Tiga Nilai Hidup dari Mbah Nun
Di Kenduri Cinta edisi September 2018 Mbah Nun menyampaikan, “Hendaklah Anda waspada kepada Saya. Anda harus hati-hati kepada Saya. Anda harus tidak boleh menelan begitu saja omongan Saya. Anda harus mempunyai kecurigaan sedikit positif. Jangan sembrono mendengarkan Saya…. Jangan percaya sama Cak Nun, tanpa mengerahkan kedaulatan akal, nurani, dan kerohaniaan Anda.”
Dari situ saya menangkap Mbah Nun tidak berkenan dikultuskan. Bahkan disebut Ustadz dan Kyai pun enggan. Beliau lebih nyaman ketika disapa dengan Mbah.
Mbah adalah bahasa Jawa yang berarti orangtuanya orangtua kita. Mbah sendiri secara istilah dapat bermakna sebagai pengayom dan pemberi petuah.
Tak berbeda dengan para Jamaah Maiyah lainnya, saya memandang Mbah Nun sebagai seseorang yang multidimensional. Banyak aspek dan keilmuan yang Beliau bisa kemukakan. Mbah Nun adalah manusia ruang. Siapapun yang datang, Beliau terima. Bahkan orang yang membencinya pun Beliau maafkan dan terima.

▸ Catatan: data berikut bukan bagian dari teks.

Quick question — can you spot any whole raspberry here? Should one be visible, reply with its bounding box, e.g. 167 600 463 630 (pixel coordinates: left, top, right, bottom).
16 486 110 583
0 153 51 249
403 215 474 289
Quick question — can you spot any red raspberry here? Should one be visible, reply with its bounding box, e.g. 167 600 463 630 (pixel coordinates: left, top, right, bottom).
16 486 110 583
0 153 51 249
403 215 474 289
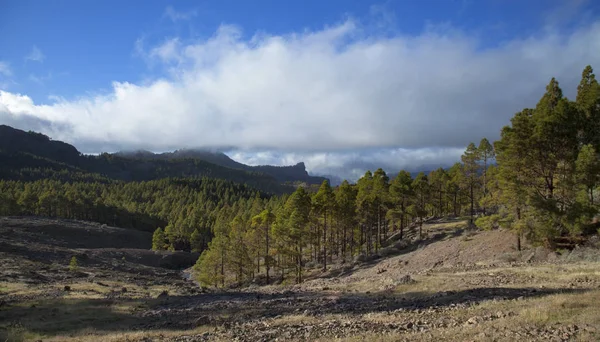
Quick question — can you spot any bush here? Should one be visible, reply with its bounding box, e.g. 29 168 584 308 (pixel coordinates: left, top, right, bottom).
69 256 79 272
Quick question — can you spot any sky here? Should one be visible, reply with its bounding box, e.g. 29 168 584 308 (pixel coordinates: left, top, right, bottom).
0 0 600 179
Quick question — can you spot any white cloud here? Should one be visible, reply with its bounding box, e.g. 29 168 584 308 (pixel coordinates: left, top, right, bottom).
163 6 198 22
0 20 600 178
228 148 464 181
25 45 46 63
149 38 181 63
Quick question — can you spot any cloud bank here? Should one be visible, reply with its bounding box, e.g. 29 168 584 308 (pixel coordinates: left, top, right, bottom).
0 20 600 176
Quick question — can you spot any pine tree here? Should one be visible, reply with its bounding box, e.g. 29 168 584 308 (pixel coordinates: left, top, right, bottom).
152 228 167 251
252 209 276 284
477 138 496 215
336 180 356 263
313 180 335 271
388 170 414 239
461 143 479 224
410 172 429 239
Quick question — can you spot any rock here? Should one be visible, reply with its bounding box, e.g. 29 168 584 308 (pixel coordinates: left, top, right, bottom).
467 316 481 324
396 274 416 285
194 315 210 326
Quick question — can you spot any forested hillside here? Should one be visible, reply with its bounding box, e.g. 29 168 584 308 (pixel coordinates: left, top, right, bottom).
0 67 600 286
115 150 325 184
191 66 600 286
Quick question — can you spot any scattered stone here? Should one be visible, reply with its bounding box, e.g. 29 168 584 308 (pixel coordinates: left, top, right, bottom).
194 315 211 326
396 274 416 285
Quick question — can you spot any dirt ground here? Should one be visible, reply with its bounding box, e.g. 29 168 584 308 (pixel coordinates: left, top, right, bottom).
0 218 600 341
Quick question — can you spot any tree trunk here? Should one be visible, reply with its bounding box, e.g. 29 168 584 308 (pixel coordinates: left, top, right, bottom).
265 225 269 284
323 209 327 272
471 181 475 224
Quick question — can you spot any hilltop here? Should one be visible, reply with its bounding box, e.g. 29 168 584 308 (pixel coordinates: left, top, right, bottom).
0 125 325 194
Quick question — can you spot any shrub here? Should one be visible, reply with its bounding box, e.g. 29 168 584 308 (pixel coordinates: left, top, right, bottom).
69 256 79 272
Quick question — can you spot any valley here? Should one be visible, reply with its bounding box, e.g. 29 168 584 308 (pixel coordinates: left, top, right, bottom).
0 217 600 341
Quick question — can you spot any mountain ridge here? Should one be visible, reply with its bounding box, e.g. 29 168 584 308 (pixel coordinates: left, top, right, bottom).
0 125 324 193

Mbah Nun adalah magnet dalam pusaran Maiyah. Mbah Nun adalah mata cincin, sedangkan lingkarannya adalah Jamaah Maiyah. Betapa pengayoman Beliau sangat kuat bagi para anak cucu Jamaah Maiyah. Pada kegiatan Maiyahan ribuan orang berduyun-duyun datang. Mereka duduk berjam-jam. Anak kecil ikut berkumpul dan merasa nyaman. Walaupun hujan, jamaah tetap bertahan.
Hal demikian sudah lumrah di Maiyahan. Apakah gerangan yang membuat mereka mau datang dan duduk berjam-jam kalau tidak ada campur tangan Allah? Empat ribu lebih titik kunjungan yang tercatat. Mbah Nun berkeliling membesarkan hati masyarakat kecil agar menjadi diri yang bermartabat.

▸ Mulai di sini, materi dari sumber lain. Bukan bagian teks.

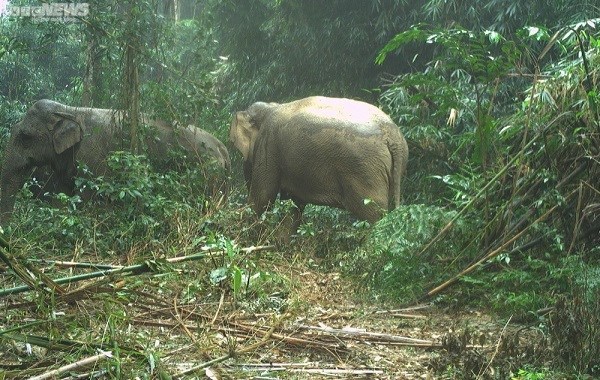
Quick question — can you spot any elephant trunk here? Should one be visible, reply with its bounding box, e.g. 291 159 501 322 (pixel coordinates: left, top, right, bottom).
0 154 29 225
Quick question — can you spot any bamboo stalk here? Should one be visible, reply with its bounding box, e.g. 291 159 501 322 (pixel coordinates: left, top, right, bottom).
0 245 274 297
418 112 568 256
424 196 570 298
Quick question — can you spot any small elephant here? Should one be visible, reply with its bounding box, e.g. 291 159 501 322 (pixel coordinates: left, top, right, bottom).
0 99 230 224
229 96 408 232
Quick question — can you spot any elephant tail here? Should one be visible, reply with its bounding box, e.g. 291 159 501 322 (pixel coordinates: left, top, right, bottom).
388 131 408 211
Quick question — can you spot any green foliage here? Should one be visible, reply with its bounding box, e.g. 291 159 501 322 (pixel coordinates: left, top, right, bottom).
350 205 472 302
511 369 546 380
214 0 412 108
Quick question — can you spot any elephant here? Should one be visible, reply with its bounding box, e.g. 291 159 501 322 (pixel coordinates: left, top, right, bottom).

Masing-masing Jamaah Maiyah pasti akan berbeda bila mendeskripsikan Mbah Nun. Antara Jamaah satu dengan yang lain pasti berbeda pula. Tergantung apa dan bagaimana mereka mengenal Mbah Nun. Namun secara pribadi ada tiga nilai hidup dari Mbah Nun yang hingga sekarang saya jadikan pegangan.
Pertama, penyampaian mengenai konsep Segitiga Cinta antara Allah, Rasulullah, dan Hamba. Setiap langkah hidup, situasi apapun harus menghadirkan Allah dan Rasulullah. Seorang hamba harus selalu online kepada Allah dan Rasulullah. Seorang pemimpin harus meletakkan prinsip dasar itu di setiap pengambilan keputusan-keputusan.
Kedua, prinsip hidup menjadi diri sendiri. Allah telah memberikan fadhilah kepada tiap manusia. Fadhilah yang diberikan Allah akan berbeda pada setiap manusia. Tinggal manusianya itu sendiri mau meneliti atau tidak. Pada kenyataan yang sering terjadi adalah banyak sebagian manusia yang belum mengenal akan dirinya.
Ketiga, mengenai produktivitas kepenulisan Mbah Nun. Banyak buku dan tulisan Beliau yang sudah terbit, baik cetak maupun online. Di usia Beliau sekarang ini, masih berlanjut soal menulis. Isi tulisan Beliau pun sangat sesuai dengan keadaan yang sedang berlangsung. Selama pandemi Covid-19, tulisan Mbah Nun hadir di Caknun.com bahkan telah diterbitkan oleh Bentang Pustaka dengan judul Lockdown 309 Tahun.
Di usia Beliau yang memasuki 67 tahun ini, kami semua mendoakan Mbah Nun dan keluarga terus dianugerahi kesehatan oleh Allah Swt. Kami berharap Mbah Nun selalu membersamai, menasehati, dan menuntun kami dalam menemukan “jalan pulang”.